Hi,
I'm currently building a voice agent using the realtime API. I use the API on the frontend (so typescript), but fetch the ephemeral key via my backend. When the agent talks, I would like to create an audio reactive visual element. To do this, however, i need to get access to the agent's audio output stream. Documentation doesn't really mention a way to do this, and I'm kind of lost at this point. Is there even a way to do this?

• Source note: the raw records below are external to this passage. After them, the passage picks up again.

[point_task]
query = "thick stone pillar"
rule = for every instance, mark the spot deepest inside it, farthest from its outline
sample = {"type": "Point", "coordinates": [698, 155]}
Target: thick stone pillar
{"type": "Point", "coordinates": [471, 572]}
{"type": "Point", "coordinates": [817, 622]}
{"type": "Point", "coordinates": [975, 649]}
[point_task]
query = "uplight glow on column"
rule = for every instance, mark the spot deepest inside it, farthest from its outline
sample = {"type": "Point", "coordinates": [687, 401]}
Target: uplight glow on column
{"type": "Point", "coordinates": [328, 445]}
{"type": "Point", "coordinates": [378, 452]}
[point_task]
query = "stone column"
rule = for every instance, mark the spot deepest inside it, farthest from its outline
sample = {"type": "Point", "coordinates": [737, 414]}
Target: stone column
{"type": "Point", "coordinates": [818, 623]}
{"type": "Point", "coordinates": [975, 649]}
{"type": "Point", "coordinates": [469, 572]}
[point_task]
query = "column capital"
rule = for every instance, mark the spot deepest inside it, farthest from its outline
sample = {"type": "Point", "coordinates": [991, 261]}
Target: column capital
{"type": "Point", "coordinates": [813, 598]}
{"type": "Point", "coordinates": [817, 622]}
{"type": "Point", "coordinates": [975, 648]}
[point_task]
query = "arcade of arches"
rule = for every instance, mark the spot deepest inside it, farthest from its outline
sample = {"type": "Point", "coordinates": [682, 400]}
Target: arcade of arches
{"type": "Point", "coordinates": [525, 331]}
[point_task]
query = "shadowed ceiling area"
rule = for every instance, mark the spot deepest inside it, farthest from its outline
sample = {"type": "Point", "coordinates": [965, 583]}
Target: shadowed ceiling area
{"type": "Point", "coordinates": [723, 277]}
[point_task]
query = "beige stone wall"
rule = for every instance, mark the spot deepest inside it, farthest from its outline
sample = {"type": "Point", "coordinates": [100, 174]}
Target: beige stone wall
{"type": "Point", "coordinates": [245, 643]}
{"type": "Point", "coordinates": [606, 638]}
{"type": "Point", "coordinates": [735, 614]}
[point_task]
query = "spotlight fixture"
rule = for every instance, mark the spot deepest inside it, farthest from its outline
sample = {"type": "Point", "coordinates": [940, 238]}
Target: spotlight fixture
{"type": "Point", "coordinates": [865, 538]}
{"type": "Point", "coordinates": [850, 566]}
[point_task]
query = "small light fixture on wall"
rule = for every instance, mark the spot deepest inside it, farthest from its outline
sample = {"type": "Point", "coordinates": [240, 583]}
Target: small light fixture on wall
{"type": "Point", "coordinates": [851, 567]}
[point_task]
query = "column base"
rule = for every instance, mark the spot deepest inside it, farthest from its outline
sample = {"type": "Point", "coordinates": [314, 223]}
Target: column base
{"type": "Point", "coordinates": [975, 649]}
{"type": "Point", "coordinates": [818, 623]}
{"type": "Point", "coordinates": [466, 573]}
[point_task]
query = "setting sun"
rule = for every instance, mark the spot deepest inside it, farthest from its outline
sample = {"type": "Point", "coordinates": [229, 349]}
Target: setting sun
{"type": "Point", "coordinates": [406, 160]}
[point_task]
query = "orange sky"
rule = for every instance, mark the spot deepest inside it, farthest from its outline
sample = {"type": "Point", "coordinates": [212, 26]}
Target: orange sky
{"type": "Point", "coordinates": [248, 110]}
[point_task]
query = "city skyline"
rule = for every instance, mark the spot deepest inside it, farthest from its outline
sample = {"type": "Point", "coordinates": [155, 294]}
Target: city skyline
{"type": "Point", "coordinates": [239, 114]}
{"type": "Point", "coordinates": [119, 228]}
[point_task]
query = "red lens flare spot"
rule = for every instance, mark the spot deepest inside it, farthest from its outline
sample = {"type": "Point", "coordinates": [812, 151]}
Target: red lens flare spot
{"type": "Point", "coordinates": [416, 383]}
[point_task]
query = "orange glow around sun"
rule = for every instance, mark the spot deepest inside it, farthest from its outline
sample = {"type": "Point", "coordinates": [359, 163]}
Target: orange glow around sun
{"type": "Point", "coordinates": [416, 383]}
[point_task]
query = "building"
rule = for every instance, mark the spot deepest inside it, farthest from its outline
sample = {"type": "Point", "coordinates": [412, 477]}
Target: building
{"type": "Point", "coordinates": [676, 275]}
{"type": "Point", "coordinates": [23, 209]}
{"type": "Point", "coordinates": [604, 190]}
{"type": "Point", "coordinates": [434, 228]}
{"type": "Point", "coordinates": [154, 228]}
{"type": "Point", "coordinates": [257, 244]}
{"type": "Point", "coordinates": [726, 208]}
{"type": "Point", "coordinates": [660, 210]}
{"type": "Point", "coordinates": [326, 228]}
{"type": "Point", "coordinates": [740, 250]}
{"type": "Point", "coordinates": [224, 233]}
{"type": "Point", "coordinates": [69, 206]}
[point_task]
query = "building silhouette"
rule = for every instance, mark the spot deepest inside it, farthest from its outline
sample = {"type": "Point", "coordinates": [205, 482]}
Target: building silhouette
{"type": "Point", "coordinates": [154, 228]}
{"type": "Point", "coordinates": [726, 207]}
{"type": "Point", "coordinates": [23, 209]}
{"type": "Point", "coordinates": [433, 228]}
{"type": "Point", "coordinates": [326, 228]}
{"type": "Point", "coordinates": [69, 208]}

Currently, I'm trying to gain access to the session's peerConnection object to see if an audio stream is attached to this. However, when i log the session.transport object, i get weird behavior: a single time, the peerConnection showed up as connected, but countless other times it showed up as disconnected. Here are the logs for reference:
Object { eventEmitter: {}, options: {}, #i: "gpt-realtime", #t: undefined, #n: null, #e: null, #i: "https://api.openai.com/v1/realtime/calls", #t: {…}, #n: false, #e: false, … }
eventEmitter: Object { #t: EventTarget, #e: Map(15) }
options: Object { }
#i: "gpt-realtime"
#t: undefined
#n: null
#e: Object { type: "realtime", object: "realtime.session", id: "sess_CaJc6qwsojX6OXJCMyr2F", … }
#i: "https://api.openai.com/v1/realtime/calls"
#t: Object { status: "disconnected", peerConnection: undefined, dataChannel: undefined, … }
callId: undefined
dataChannel: undefined
peerConnection: undefined
status: "disconnected"
<prototype>: Object { … }
#n: false
#e: true
#o: false
<prototype>: Object { … }
I understand that the peerConnection is not really meant to be accessed in this case, but is there really now other way to do this?